Stefano Benni, anarchiste, poète et satiriste, a écrit une oeuvre romanesque d'une grande originalité, chacun de ses livres est une nouvelle surprise et récompense le lecteur qui a fait confiance au maestro.
Cet opus de 1992 pourrait être déjà daté... Il n'en est rien. Car il s'agit d'un championnat du monde de foot, ou plus exactement d'un contre-mondial, les joueurs étant des enfants pauvres venus de lointaines contrées jusqu'en Gladonie - un pays imaginaire qui figure l'Italie - pour disputer cette épreuve de "foot de rue" dont les réglements diffèrent entièrement du sport traditionnel. Parmi eux, cinq orphelins évadés du pensionnat des frères "Zopilotes", l'orphelinat le plus triste et le plus sévère de Gladonie. On ne révèlera pas les mille et unes péripéties, aussi imprévisibles que pleines de fantaisie, qui attendent nos héros.

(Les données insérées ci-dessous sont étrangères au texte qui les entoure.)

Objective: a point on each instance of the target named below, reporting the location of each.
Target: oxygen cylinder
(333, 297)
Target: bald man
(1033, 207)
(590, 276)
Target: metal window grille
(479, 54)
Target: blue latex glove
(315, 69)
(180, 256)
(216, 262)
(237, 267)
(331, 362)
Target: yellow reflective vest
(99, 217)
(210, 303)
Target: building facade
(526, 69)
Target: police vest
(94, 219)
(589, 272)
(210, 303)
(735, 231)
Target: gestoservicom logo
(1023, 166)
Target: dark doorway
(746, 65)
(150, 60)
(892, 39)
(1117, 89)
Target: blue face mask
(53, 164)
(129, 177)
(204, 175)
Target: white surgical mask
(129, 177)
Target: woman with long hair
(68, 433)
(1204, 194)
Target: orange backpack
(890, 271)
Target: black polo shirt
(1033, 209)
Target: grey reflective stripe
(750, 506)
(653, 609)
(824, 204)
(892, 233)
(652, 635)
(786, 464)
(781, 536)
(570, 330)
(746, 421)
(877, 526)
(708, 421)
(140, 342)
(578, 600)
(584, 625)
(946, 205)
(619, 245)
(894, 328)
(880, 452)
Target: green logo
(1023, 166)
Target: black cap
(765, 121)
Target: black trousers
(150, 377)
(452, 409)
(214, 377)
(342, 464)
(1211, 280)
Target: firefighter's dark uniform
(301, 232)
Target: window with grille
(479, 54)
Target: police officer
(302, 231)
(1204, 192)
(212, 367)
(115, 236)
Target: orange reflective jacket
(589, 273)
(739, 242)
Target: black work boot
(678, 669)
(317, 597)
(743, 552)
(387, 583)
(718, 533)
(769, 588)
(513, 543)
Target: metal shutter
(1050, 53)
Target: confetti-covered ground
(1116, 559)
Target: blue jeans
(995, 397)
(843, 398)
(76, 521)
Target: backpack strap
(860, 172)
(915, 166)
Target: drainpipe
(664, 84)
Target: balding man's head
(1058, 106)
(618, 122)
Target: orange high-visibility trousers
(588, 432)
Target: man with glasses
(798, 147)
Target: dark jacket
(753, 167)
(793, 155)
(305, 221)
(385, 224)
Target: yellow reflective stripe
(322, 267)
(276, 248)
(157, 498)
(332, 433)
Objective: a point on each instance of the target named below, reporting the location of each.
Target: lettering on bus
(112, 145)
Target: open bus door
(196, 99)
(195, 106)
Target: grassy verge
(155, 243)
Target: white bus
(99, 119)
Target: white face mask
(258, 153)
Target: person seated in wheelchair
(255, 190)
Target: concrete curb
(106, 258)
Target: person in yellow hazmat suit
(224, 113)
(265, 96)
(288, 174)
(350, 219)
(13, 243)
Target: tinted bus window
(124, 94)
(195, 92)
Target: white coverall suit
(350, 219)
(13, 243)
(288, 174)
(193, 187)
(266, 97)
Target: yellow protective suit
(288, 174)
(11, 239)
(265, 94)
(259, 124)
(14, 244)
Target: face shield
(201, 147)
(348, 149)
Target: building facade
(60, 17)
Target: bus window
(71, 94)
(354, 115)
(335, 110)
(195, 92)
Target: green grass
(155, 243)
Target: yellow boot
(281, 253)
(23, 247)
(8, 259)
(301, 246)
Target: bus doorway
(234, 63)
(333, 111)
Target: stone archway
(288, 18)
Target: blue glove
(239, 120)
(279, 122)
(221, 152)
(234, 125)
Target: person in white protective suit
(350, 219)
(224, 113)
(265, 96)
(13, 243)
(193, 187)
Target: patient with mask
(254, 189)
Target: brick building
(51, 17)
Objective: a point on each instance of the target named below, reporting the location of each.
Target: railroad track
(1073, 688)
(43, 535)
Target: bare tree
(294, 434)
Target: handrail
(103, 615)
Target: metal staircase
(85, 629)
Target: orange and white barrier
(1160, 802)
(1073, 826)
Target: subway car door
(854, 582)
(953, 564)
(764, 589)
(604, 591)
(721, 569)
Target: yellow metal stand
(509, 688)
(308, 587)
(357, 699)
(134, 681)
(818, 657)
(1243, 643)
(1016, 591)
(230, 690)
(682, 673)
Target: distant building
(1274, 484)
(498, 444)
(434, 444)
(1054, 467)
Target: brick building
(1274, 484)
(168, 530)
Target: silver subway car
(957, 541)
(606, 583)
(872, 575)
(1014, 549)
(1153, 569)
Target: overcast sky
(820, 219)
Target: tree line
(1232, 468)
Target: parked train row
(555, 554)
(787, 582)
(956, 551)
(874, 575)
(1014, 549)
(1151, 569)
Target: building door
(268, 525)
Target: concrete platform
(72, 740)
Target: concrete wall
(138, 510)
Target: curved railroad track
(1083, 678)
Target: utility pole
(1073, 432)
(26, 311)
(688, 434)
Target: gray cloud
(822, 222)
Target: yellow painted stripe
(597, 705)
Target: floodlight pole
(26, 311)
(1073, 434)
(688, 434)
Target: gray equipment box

À mi-chemin entre satire virulente du berlusconisme et des maux qui gangrènent l'Italie, et création poétique nourrie de l'imagination la plus débridée, cette fresque tendre et mordante à la fois met en scène l'opposition entre un monde qui ignore les compromissions, celui des enfants, de la solidarité et de l'enthousiasme, et celui des médias tout puissants, où tout s'achète et se vend, où toute valeur est frelatée. Sur eux règne le transparent "Egoarque" Mussolardi, qui du haut de son "polycoptère" survole et surveille le pays pour mieux l'abêtir et l'asservir. Il y a du Prévert dans cette confrontation entre les purs, ceux d'en bas, les enfants de la misère, et ce roi apparemment tout puissant, ridicule et odieux, qui rappelle le Roi et l'Oiseau, le dessin animé mythique de Paul Grimault (et bien sûr Prévert).
Mais ce qui donne tout son prix au roman est l'inventivité déjantée et l'extraordinaire fantaisie, les exagérations épiques et l'outrance hyperbolique avec lesquelles Benni crée un monde imaginaire qui reflète pourtant, comme sous une loupe grossissante, tous les problèmes de l'Italie réelle. Il y a des morceaux de bravoure, comme l'évocation rabelaisienne de la côté adriatique, défigurée par l'exploitation balnéaire et certaines pages sont proprement désopilantes, il serait difficile de les citer toutes.
Toutefois le propos se fait plus grave car cette lutte entre la pureté d'une part, et l'argent, le pouvoir, la bêtise et la violence, ne peut que mal finir... Pessimisme ou clairvoyance ? L'auteur laisse malgré tout ouverte la porte de l'espoir.
Excellente traduction de Marguerite Pozzoli.